Dos. El texto de Vitrac, en su perfecta aleación de humor terrorista y lirismo afiebrado, ejerció una dilatadísima influencia (de Ionesco a Kopitt) pero hoy, pese a su virulencia, acaso se resienta de un tercio final un tanto reiterativo, con escenas que giran demasiado sobre sí mismas, en el difícil tránsito que va del vodevil a la negrura definitiva de la pesadilla y la muerte. La adaptación de Joan Ollé, a partir de la traducción de Ferran Toutain, sitúa la pieza en la Barcelona de los años cincuenta, y la interpretación de la compañía, en una perfecta simbiosis de fondo y forma, se desliza por los aceitadísimos rieles de un estilo -la comedia catalana de la época- que evoca una imposible obra de Lluís Elías reinventada por Brossa, utilizando los tics del género como armas arrojadizas. Todos los actores están impecables, matizadísimos (cosa nada fácil, jugando en clave de farsa) y con una energía constante.

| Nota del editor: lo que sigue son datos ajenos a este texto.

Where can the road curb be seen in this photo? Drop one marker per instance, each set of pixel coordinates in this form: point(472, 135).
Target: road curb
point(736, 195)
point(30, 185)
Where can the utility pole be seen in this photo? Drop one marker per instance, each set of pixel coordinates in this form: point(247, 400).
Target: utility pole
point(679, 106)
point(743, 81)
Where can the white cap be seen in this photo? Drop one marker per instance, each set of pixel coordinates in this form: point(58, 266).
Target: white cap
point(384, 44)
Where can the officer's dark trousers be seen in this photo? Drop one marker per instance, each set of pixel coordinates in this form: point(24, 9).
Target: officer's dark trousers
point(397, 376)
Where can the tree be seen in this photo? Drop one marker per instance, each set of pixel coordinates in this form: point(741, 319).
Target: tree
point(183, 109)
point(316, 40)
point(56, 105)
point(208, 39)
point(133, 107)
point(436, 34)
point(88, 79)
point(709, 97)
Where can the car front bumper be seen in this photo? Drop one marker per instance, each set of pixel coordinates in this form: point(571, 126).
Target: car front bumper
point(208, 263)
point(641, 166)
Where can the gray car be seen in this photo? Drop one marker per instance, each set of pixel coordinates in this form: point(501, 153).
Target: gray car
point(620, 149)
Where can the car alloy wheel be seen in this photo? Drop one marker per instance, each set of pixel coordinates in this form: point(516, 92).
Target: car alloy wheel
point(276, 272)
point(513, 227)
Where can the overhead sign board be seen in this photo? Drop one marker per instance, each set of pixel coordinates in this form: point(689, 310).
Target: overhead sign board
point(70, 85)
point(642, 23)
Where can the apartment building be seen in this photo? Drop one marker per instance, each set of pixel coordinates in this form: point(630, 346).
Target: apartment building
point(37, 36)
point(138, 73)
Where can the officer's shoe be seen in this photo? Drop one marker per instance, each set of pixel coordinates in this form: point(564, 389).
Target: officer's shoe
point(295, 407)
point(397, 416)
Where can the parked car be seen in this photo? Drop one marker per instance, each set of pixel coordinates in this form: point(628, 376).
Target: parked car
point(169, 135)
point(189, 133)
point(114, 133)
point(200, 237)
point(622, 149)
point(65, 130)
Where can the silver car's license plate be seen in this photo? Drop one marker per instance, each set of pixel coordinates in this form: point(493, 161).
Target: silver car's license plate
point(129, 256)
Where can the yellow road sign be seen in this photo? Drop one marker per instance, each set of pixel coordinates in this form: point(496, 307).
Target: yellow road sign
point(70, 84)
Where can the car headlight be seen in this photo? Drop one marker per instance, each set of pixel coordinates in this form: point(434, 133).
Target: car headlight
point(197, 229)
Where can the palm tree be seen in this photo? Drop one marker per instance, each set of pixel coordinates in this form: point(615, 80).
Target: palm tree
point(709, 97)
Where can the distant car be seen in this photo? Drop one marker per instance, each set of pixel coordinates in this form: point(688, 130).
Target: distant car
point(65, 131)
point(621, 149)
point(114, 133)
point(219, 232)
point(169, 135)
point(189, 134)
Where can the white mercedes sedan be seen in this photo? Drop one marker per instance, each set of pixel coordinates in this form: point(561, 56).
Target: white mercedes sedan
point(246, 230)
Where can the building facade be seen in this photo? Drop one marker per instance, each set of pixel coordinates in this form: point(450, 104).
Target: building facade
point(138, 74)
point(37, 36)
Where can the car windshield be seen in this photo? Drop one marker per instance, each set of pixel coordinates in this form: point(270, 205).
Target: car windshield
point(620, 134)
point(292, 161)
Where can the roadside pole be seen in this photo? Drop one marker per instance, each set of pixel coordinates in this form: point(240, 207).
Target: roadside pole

Carles Martínez ('descubierto' por Ollé en L'hora dels adeus, de Comadira), uno de los más fulminantes talentos cómicos de la escena local, es un Victor inolvidable, mitad Calígula mitad poeta visionario, que lleva la función sobre sus espaldas como si fuera una mochila livianísima; Mireia Aixalà (Esther) construye, raro milagro, una niña gótica sin el menor cliché; el trío adúltero (Pep Tosar, Rosa Renom, Rosa Gámiz) hace pensar en un Strindberg danzado por marionetas furiosas. Guinda del reparto, Mónica López, literalmente una aparición, pasea a su Ida de Mortemart, la duquesa pedómana del tercer acto, con la elegancia de una Silvana Mangano del Ensanche, vestida por Penagos y con la prosodia de Nené Estivill.
La adaptación va mucho más allá de la mera sátira d'un temps, d'un pais. A fin de cuentas, Ollé nos está hablando de su propia infancia de niño canalla y poeta, y por ello, sin renunciar a la ferocidad, contempla con una secreta y desesperada ternura a los adultos, tan víctimas de Victor como de sí mismos. Ésa es la baza más sutil -revelar el dolor bajo el slapstick verbal- de su aproximación a una materia que corría el peligro de agotarse en la mera caricatura arquetípica. Así, el pomposo general Étienne Lonsegur se convierte en un obispo leridano, 'copríncipe de Andorra', cuya latente pederastia está dibujada por Enric Serra con un pincel finísimo empapado en compasión, mientras que el cornudo Antoine Magneau es aquí un perdedor nato, un nacionalista patético y alucinado, obsesionado por Dencás y la revolución del 34, del que un conmovedor Xicu Massó -ya era hora de que volviera a pisar escenario- realiza una verdadera creación, a la altura del mejor Capri. Gracias, pues, a Ollé y a su formidable compañía, el nuevo Lliure ha reencontrado el pulso de sus mejores noches.